Avant Perdrix, un duo de “poulets” au féminin !

Après Le commissaire Perdrix ne fait pas le voyage pour rien (2011), inégale mais très prometteuse comédie décalée dans laquelle un duo de flics lunaires mène l’enquête, Erwan Le Duc creuse la veine policière avec Jamais jamais. L’occasion pour le réalisateur de faire passer ses personnages d’un désert à l’autre en banalisant volontairement le lieu de la (non)action dans ce nouvel opus : un commissariat de province durant le week-end de Pâques. Où l’on découvre un nouveau duo de policiers, mais féminin cette fois ; les lieutenants Ruiz et Arpinon, le feu et la glace, vont vivre une permanence qui va les mettre à nu, au propre comme au figuré.

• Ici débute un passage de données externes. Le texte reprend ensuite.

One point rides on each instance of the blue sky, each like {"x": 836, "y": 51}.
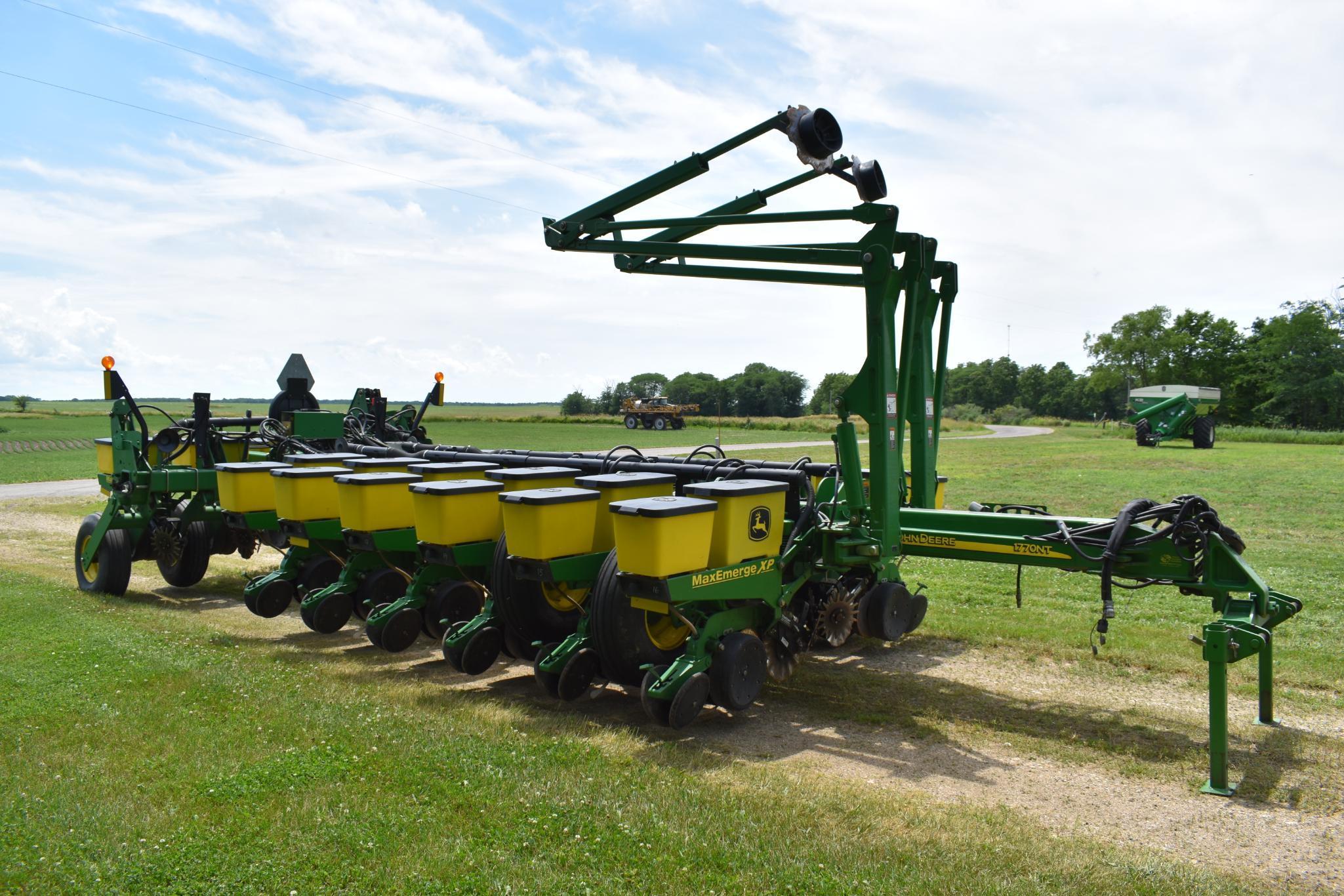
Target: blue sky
{"x": 1077, "y": 160}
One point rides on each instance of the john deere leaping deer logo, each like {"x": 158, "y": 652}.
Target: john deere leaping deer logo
{"x": 758, "y": 524}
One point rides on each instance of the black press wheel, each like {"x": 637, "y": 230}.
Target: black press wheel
{"x": 653, "y": 708}
{"x": 193, "y": 555}
{"x": 317, "y": 573}
{"x": 401, "y": 630}
{"x": 534, "y": 611}
{"x": 549, "y": 680}
{"x": 379, "y": 586}
{"x": 626, "y": 637}
{"x": 689, "y": 702}
{"x": 331, "y": 614}
{"x": 1203, "y": 432}
{"x": 890, "y": 611}
{"x": 579, "y": 675}
{"x": 273, "y": 600}
{"x": 738, "y": 670}
{"x": 111, "y": 570}
{"x": 449, "y": 602}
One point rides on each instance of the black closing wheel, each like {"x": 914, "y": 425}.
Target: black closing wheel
{"x": 549, "y": 680}
{"x": 889, "y": 611}
{"x": 738, "y": 670}
{"x": 451, "y": 601}
{"x": 533, "y": 611}
{"x": 689, "y": 702}
{"x": 626, "y": 638}
{"x": 379, "y": 586}
{"x": 190, "y": 558}
{"x": 481, "y": 651}
{"x": 579, "y": 675}
{"x": 1203, "y": 432}
{"x": 401, "y": 630}
{"x": 655, "y": 708}
{"x": 331, "y": 614}
{"x": 273, "y": 600}
{"x": 111, "y": 569}
{"x": 316, "y": 574}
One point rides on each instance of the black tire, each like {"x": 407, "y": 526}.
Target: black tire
{"x": 273, "y": 600}
{"x": 889, "y": 611}
{"x": 527, "y": 611}
{"x": 620, "y": 632}
{"x": 689, "y": 702}
{"x": 550, "y": 682}
{"x": 111, "y": 570}
{"x": 378, "y": 587}
{"x": 1203, "y": 432}
{"x": 401, "y": 630}
{"x": 197, "y": 547}
{"x": 453, "y": 601}
{"x": 316, "y": 574}
{"x": 738, "y": 670}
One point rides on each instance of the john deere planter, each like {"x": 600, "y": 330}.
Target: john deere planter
{"x": 690, "y": 579}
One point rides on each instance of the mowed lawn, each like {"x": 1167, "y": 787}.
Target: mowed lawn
{"x": 161, "y": 741}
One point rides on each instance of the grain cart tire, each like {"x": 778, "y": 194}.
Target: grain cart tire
{"x": 452, "y": 601}
{"x": 889, "y": 611}
{"x": 194, "y": 559}
{"x": 738, "y": 670}
{"x": 653, "y": 708}
{"x": 533, "y": 610}
{"x": 549, "y": 680}
{"x": 111, "y": 570}
{"x": 689, "y": 702}
{"x": 1203, "y": 432}
{"x": 316, "y": 574}
{"x": 273, "y": 600}
{"x": 626, "y": 637}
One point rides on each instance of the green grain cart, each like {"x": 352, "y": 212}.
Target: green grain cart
{"x": 1162, "y": 413}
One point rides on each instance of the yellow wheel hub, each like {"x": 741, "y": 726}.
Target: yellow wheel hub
{"x": 666, "y": 632}
{"x": 562, "y": 598}
{"x": 92, "y": 573}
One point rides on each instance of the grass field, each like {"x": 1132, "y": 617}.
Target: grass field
{"x": 169, "y": 738}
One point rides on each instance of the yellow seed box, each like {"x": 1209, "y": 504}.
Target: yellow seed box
{"x": 663, "y": 537}
{"x": 549, "y": 523}
{"x": 457, "y": 511}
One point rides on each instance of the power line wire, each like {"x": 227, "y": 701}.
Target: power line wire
{"x": 317, "y": 91}
{"x": 273, "y": 143}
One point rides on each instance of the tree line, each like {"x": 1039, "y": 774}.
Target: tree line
{"x": 1286, "y": 370}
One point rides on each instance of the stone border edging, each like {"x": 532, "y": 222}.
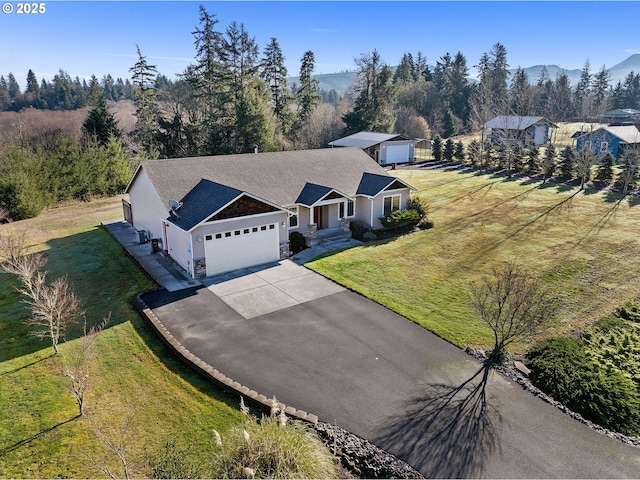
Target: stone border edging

Ce dérivé du classique good cop/bad cop fonctionne à merveille dès l’entame du film grâce à des dialogues incisifs et aux deux comédiennes éblouissantes. Julie-Anne Roth est Françoise, l’aînée déjantée, Maud Wyler est Clémentine, la sage icône. Même si l’idée scénaristique qui consiste à interchanger tout ou partie de la personnalité des protagonistes n’est pas inédite, Erwan Le Duc en maîtrise les subtilités ; la pratique de l’humour absurde et décalé requiert une justesse et un souci du détail qui fait défaut à de nombreux prétendants.

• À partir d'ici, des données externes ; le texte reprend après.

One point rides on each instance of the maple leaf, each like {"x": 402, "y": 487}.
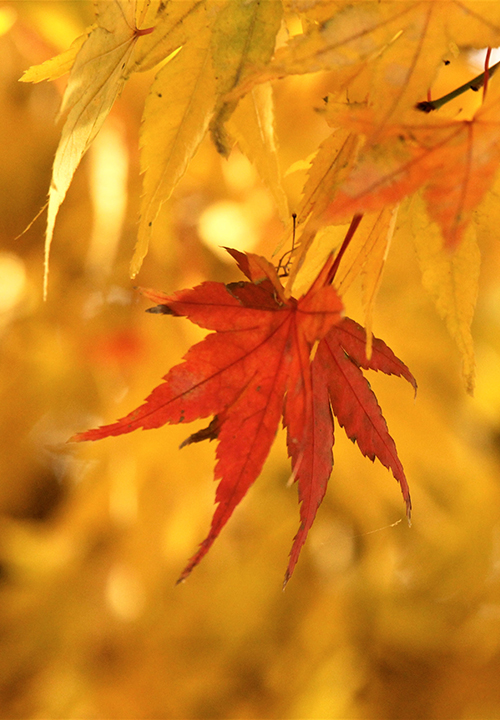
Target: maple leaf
{"x": 270, "y": 355}
{"x": 397, "y": 46}
{"x": 100, "y": 66}
{"x": 455, "y": 161}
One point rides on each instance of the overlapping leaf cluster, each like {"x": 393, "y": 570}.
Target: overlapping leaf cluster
{"x": 216, "y": 62}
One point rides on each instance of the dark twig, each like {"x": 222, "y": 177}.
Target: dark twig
{"x": 474, "y": 84}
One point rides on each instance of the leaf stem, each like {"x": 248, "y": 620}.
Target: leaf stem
{"x": 473, "y": 84}
{"x": 349, "y": 235}
{"x": 487, "y": 72}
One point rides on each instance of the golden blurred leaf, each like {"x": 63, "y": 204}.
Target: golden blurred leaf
{"x": 451, "y": 278}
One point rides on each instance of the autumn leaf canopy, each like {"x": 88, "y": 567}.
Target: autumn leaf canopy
{"x": 280, "y": 345}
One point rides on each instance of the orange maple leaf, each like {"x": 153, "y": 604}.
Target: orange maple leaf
{"x": 454, "y": 161}
{"x": 260, "y": 364}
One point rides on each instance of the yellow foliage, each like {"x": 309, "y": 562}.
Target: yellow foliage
{"x": 380, "y": 621}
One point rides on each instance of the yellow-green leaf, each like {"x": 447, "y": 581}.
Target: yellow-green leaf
{"x": 243, "y": 39}
{"x": 252, "y": 126}
{"x": 175, "y": 23}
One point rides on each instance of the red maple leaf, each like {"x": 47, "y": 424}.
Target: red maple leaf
{"x": 270, "y": 356}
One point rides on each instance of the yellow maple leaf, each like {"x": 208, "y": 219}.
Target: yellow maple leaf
{"x": 99, "y": 71}
{"x": 394, "y": 48}
{"x": 58, "y": 65}
{"x": 175, "y": 120}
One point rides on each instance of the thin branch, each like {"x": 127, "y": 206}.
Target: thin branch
{"x": 474, "y": 84}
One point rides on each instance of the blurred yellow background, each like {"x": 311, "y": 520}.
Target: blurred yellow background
{"x": 379, "y": 620}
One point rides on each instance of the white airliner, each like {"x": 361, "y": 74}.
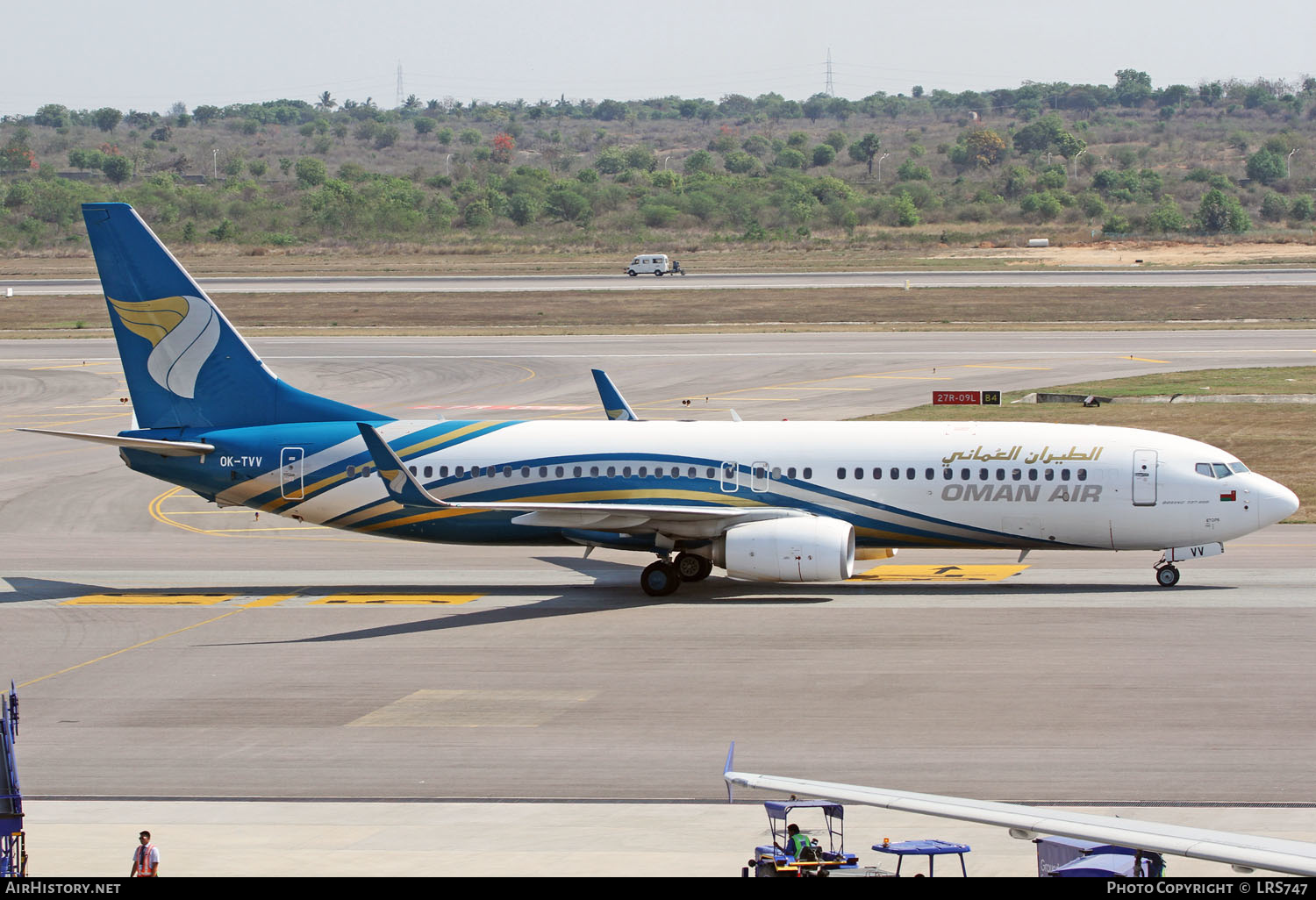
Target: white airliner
{"x": 1244, "y": 852}
{"x": 770, "y": 502}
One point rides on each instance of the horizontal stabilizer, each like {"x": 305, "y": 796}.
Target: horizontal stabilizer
{"x": 162, "y": 447}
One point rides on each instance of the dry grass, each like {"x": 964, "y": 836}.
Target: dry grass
{"x": 768, "y": 310}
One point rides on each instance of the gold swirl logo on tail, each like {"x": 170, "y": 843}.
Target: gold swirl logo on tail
{"x": 183, "y": 332}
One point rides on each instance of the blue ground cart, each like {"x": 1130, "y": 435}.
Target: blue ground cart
{"x": 931, "y": 849}
{"x": 818, "y": 860}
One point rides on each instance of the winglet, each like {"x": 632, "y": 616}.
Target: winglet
{"x": 613, "y": 403}
{"x": 731, "y": 758}
{"x": 400, "y": 483}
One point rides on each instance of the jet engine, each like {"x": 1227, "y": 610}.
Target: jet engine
{"x": 794, "y": 549}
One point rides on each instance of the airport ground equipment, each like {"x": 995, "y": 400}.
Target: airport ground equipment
{"x": 13, "y": 857}
{"x": 816, "y": 860}
{"x": 1061, "y": 857}
{"x": 928, "y": 847}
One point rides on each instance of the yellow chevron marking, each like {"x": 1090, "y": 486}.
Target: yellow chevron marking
{"x": 423, "y": 599}
{"x": 939, "y": 573}
{"x": 149, "y": 599}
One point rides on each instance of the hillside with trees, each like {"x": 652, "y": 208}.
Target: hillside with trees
{"x": 1076, "y": 162}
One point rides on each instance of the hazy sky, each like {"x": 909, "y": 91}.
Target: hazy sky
{"x": 147, "y": 54}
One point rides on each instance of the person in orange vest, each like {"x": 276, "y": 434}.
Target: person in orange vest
{"x": 147, "y": 860}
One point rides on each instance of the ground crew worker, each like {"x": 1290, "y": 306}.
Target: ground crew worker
{"x": 795, "y": 841}
{"x": 147, "y": 860}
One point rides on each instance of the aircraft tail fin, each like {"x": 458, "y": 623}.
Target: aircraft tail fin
{"x": 613, "y": 403}
{"x": 186, "y": 365}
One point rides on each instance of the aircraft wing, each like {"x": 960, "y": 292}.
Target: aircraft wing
{"x": 681, "y": 521}
{"x": 1242, "y": 852}
{"x": 162, "y": 447}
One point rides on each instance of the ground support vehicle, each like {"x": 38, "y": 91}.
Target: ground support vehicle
{"x": 815, "y": 860}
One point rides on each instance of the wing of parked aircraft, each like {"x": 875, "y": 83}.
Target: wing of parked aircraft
{"x": 1244, "y": 852}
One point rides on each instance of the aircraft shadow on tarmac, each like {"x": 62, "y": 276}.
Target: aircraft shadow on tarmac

Jamais jamais, au-delà d’enchaîner répliques acerbes et situations burlesques hilarantes, fait le portrait touchant de deux femmes confrontées à la maternité, et à son formatage par notre société. Une séquence – la plus réussie du film – fait tomber les masques ; censé intervenir suite à une plainte pour tapage nocturne, le duo s’invite à une fête orgiaque aux allures felliniennes, peuplée d’une nouvelle génération à faces d’animaux qui se déchaîne sur fond de “Je t’obéis” de Sexy Sushi. Une échappée scénaristique et de mise en scène qui offre au duo un espace de liberté intemporel, creuset de toutes les mutations. Les deux flics redeviennent des femmes qui aimeraient en découdre physiquement avec tous ces petits jeunes, et avec le poids de leur existence par la même occasion.

Jamais jamais est un film canaille et élégant, absurde et profond, drôle et mélancolique. Dans tous les cas, il en restera toujours, toujours, quelque chose d’ancré en nous.

Fabrice Marquat

Article paru dans Bref n°114, 2015.

Réalisation et scénario : Erwan Le Duc. Image : Alexis Kavyrchine.
Montage : Julie Dupré. Son : Luc Meilland. Interprétation : Maud Wyler, Julie-Anne Roth,
Eddie Chignara, Rose Fagot, Alexandre Steiger et Jacques Lafolye. Production : 10:15 Productions.